If it sounds convenient then yes it is supposed to sound like that. More importantly than their nonexistence though is why they were invented in the first place. Pain Hustlers reeks of hacky “Save the Cat” Hollywood-isms which care more about the fact that Drake is a likable and redeemable character than actually discussing any of the real causes of the opioid epidemic in America, or showing us its darker side. Pain Hustlers tries to copy Goodfellas’ and The Wolf of Wall Street’s structure as movies that highlight the charm of money and power, but it rarely ever reaches that level of Intoxication like Martin Scorsese films for example; instead, it seems to meander on why Drake would be attracted to the seedy world of pharmaceutical sales at all or how luxury could seduce her in the way this film tacitly indicates without illustrating. She’s also shown as an altruistic force whose main goal is to help people ease their pain.

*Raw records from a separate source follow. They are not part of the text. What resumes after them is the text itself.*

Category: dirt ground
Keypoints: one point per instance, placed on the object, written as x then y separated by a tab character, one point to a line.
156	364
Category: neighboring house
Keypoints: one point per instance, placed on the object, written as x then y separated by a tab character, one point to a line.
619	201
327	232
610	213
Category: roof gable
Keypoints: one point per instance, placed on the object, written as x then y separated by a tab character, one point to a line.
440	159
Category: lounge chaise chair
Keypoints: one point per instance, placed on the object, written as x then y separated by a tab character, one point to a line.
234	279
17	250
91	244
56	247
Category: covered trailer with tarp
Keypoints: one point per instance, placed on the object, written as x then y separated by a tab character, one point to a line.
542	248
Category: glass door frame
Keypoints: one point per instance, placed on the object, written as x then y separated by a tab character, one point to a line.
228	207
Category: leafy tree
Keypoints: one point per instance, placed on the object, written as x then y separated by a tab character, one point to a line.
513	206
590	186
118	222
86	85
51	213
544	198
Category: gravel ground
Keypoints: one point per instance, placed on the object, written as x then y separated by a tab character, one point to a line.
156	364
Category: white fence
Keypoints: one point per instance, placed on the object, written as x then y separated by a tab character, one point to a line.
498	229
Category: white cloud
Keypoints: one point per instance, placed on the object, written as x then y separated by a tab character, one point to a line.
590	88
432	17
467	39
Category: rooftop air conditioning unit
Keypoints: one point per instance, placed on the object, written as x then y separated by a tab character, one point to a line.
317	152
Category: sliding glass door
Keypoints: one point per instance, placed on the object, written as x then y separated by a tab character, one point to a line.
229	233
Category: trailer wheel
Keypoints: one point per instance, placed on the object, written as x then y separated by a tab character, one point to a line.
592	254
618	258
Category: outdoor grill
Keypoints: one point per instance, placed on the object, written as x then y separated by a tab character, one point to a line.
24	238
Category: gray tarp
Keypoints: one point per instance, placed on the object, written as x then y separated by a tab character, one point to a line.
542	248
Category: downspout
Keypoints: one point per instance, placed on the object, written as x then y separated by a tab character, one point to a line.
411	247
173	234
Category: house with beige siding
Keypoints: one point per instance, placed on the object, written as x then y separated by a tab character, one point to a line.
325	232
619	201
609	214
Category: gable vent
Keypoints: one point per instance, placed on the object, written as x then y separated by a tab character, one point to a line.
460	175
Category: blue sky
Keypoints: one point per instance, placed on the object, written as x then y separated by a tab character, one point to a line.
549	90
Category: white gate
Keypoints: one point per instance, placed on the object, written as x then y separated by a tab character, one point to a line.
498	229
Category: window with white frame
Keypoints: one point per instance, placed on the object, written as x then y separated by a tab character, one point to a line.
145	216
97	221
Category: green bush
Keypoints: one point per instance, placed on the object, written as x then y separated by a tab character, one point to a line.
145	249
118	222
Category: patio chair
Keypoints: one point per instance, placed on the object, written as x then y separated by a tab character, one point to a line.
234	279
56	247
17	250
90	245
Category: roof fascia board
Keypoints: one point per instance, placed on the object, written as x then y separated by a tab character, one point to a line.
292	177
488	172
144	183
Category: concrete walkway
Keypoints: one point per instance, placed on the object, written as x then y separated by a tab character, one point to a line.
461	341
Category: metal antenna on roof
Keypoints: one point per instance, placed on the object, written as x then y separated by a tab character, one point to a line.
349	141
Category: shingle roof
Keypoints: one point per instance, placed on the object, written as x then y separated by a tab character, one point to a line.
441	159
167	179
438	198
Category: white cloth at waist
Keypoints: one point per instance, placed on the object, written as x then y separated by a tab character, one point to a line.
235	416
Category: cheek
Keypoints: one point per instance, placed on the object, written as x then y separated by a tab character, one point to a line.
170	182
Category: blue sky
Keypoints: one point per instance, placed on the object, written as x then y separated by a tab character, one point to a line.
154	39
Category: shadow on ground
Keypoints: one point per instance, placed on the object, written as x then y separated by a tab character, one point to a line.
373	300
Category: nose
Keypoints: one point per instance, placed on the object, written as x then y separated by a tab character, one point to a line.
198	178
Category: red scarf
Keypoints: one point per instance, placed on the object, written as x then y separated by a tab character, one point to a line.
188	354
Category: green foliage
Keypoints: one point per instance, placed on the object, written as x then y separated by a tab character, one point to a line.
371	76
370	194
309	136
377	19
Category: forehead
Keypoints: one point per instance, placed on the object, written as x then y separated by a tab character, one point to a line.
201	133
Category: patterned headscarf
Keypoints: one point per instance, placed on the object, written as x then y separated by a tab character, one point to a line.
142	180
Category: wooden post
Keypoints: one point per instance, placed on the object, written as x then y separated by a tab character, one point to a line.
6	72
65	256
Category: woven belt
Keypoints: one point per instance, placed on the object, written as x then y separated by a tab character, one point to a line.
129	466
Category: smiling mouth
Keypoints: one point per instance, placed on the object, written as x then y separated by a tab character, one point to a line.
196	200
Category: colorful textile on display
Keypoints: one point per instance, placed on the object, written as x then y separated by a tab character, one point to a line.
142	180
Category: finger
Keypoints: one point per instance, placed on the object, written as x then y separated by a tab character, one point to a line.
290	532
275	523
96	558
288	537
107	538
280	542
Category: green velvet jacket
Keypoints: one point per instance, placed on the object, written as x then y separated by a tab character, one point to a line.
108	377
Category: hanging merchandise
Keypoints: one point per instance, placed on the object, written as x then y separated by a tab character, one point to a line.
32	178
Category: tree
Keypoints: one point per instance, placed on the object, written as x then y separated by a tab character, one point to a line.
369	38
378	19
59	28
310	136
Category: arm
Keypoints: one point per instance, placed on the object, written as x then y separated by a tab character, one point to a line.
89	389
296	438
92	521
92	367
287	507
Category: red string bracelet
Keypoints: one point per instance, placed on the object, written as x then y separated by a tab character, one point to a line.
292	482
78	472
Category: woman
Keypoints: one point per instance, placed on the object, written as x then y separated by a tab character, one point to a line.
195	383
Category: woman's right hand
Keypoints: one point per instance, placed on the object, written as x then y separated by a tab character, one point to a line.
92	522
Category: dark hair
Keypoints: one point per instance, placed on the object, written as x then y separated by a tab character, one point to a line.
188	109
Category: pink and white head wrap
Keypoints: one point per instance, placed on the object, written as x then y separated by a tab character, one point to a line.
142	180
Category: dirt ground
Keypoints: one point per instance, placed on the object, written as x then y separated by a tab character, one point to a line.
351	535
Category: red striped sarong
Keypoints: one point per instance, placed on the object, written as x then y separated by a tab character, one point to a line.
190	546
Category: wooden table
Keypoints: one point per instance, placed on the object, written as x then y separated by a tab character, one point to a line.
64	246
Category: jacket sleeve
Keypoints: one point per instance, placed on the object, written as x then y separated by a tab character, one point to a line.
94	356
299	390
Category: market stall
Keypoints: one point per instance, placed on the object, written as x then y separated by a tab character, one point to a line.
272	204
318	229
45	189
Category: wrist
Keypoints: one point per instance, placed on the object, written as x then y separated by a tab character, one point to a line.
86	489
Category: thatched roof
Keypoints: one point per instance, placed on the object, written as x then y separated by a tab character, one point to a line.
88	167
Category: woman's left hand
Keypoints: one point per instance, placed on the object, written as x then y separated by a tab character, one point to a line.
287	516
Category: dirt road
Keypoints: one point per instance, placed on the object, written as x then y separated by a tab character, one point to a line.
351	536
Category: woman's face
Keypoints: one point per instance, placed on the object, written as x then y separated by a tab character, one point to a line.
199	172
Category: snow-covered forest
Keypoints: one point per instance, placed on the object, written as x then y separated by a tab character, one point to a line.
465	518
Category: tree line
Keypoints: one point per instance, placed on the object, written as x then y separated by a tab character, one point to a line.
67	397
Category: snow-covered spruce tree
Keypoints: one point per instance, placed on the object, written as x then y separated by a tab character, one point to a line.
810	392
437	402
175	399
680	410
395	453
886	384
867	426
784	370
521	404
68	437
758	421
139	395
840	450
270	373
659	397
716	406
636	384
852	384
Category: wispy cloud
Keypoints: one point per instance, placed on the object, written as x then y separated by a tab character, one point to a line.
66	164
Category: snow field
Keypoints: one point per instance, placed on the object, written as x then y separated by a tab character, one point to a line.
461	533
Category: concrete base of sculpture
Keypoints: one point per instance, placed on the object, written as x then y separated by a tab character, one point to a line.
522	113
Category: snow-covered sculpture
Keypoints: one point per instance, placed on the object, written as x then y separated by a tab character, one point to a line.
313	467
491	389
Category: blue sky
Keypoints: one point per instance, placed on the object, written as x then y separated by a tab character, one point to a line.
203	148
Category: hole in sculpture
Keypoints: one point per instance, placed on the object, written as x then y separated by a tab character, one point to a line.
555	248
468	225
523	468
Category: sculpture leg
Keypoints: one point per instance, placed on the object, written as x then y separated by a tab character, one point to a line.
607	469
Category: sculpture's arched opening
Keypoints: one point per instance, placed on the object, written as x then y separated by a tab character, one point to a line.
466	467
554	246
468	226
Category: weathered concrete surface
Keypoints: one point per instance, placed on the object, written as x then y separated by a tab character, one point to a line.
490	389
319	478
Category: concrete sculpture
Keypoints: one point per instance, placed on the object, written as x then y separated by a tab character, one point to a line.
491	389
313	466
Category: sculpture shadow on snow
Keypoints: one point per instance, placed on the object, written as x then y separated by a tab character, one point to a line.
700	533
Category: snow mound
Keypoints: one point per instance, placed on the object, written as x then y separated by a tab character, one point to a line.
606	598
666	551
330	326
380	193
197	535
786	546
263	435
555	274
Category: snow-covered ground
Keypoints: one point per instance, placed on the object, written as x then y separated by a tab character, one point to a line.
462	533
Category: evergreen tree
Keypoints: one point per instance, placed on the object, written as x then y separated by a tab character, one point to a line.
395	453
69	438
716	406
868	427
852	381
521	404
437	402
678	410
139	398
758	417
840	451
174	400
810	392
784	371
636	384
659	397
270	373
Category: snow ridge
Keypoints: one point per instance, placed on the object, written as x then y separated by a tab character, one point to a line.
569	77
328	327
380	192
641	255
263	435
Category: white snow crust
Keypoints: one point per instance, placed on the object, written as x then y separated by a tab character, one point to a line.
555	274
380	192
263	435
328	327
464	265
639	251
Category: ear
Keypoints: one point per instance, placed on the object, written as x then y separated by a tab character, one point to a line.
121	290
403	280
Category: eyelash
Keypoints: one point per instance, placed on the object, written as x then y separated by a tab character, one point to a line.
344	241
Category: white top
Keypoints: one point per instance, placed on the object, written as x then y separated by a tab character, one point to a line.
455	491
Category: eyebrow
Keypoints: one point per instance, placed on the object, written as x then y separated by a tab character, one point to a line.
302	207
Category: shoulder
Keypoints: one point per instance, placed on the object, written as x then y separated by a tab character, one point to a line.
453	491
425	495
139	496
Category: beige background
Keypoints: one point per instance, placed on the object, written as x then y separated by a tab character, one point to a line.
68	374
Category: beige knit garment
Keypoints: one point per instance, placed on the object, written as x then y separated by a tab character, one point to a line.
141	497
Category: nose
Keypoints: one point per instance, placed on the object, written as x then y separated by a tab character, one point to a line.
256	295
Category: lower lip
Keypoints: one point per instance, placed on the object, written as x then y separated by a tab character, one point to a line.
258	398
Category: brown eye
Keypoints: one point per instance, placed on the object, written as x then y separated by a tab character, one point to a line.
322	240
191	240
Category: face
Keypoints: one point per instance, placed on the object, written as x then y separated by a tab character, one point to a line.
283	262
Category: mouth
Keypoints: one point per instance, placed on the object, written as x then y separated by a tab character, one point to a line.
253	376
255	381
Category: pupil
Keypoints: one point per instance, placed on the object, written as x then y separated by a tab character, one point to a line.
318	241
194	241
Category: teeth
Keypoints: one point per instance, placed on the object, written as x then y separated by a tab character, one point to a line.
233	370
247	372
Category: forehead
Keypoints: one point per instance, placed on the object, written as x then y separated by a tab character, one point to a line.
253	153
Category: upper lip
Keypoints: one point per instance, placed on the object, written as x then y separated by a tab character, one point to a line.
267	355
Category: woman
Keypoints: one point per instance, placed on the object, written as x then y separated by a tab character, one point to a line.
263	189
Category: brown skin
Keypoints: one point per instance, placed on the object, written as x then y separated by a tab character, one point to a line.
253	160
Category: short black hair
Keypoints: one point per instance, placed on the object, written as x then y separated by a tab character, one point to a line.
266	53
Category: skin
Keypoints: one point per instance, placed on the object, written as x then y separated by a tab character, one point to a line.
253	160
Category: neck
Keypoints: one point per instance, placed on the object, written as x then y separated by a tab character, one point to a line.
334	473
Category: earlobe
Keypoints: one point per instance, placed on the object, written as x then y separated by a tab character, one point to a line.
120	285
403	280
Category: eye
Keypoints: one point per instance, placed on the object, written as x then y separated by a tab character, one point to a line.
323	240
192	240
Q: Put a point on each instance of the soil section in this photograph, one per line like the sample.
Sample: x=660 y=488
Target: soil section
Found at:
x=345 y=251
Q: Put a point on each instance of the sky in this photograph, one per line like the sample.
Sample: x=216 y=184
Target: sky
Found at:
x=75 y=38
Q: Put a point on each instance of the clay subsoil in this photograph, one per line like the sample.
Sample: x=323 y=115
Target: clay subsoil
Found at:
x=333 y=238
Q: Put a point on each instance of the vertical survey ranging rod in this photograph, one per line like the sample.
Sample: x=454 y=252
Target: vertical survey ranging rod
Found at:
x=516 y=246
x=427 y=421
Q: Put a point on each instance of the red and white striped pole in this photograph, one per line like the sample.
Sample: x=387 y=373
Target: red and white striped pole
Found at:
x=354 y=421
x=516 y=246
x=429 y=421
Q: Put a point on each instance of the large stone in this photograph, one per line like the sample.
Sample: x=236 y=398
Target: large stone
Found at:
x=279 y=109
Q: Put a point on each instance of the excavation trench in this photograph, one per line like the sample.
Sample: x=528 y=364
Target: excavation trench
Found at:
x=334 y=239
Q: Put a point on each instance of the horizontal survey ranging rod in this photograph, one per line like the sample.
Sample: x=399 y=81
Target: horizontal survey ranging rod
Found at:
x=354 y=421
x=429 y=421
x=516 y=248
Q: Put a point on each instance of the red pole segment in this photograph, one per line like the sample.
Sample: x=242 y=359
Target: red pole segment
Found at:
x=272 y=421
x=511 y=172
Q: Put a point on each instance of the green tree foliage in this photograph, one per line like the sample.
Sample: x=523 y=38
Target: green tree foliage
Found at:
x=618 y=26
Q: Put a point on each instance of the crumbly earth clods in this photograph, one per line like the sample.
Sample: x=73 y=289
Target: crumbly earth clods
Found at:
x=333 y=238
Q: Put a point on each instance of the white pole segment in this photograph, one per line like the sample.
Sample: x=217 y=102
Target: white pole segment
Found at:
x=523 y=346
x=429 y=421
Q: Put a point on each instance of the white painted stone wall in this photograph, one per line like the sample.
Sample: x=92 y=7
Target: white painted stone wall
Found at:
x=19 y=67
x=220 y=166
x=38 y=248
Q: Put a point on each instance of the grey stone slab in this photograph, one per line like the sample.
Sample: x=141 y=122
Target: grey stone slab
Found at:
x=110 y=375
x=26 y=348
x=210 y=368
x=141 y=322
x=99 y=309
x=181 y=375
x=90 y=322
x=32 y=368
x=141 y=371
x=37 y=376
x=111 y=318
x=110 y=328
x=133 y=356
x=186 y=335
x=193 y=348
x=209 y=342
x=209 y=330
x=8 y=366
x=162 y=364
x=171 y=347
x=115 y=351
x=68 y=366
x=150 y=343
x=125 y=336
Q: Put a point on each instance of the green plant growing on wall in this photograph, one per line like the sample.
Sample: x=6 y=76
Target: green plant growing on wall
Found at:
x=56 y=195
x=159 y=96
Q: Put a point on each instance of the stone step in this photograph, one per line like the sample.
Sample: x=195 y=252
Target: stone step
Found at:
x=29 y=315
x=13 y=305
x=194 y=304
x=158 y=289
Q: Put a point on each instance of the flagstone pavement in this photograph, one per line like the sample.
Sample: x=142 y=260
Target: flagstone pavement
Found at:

Pain Hustlers does not take sides with either the clash or continuous problem. This is because, in different scenes, these two sides reflect divergent characters traits Drake has. It’s like she is a non-entity but rather a vehicle for ideas that are not well explained by the film. The music composed by James Newton and Howard Michael Dean Parsons evokes 2000s hip-hop fusing rock and metal moments that keeps pounding and driving you forward while failing to match the images on screen with its energy and momentum, yet the story comes full circle without ever getting hedonistic. The performances, especially those of Blunt and Coleman, carry an intimate warmth that’s never really contrasted with the pharma-corporate world (which is more lukewarm than initially inviting or eventually cold and unforgiving, as the story suggests). The thread of Drakes’ mother-daughter relationship runs parallel to that main plot but fails to intersect at any point.

Dr.Jack Neel (Andy Garcia) drives this story of medical corruption. He’s like Zanna’s captain of a sinking ship; albeit Garcia provides an icy bully performance revealed in his character’s make up that is similar to Drake –writing conflictedly rather than depicting conflict of character. That his noble motives are only present alongside his avarice belies traditional notions about how human beings deal with greediness – as if it were altogether possible to separate one trait from another Pain Hustlers doesn’t deem necessary for now. There isn’t much shading among characters here; they all toggle between black and white depending on what will facilitate a predetermined framework where Blunt operates as though some good angel whose compass points only north or south.

There’s always this image at the back of the reader’s mind that Drake could be anyone but instead, she feels slightly more like certain stock figures who embody different aspects of the American dream in different ways rather than like several real people rolled into one including an exotic dancer that the Insys Company hired as a sales associate who was named Sunrise Lee in real life. She does things that are absolutely wrong but through the lens of the camera Blunt is presented as incorruptible, hesitating with a frown of regret at everything her character says and does. But not once does Drake ever think twice about doing this; this is not so much a plot hole as it is a gaffe in crafting drama for a movie. Yates captures these split second dilemmas which turn out to be empty – no sense of danger, stakes or possibilities. The drama is vacuous.

This story that should have been fraught with dilemmas almost never is. However often Blunt’s finely honed dramatic depiction of maternal desperation may perfectly encapsulate such emotions, it often becomes hard not to contextualize such moments in terms of her more flawed side marked by material temptation type characters all women can relate to like Liza Drake and others. Both are intriguing sorts of people but they never meet or share space despite both being Liza Drake.

Verdict

Pain Hustlers is a fictionalization of actual investigation into opioid crisis in America which is an immensely conflicted but slow-paced film. These characters seem to be the result of too many rewrites, as if Director David Yates had shot two conflicting drafts and combined them. Consequently, it is never quite appealing or dramatically gripping enough to have any lasting impact.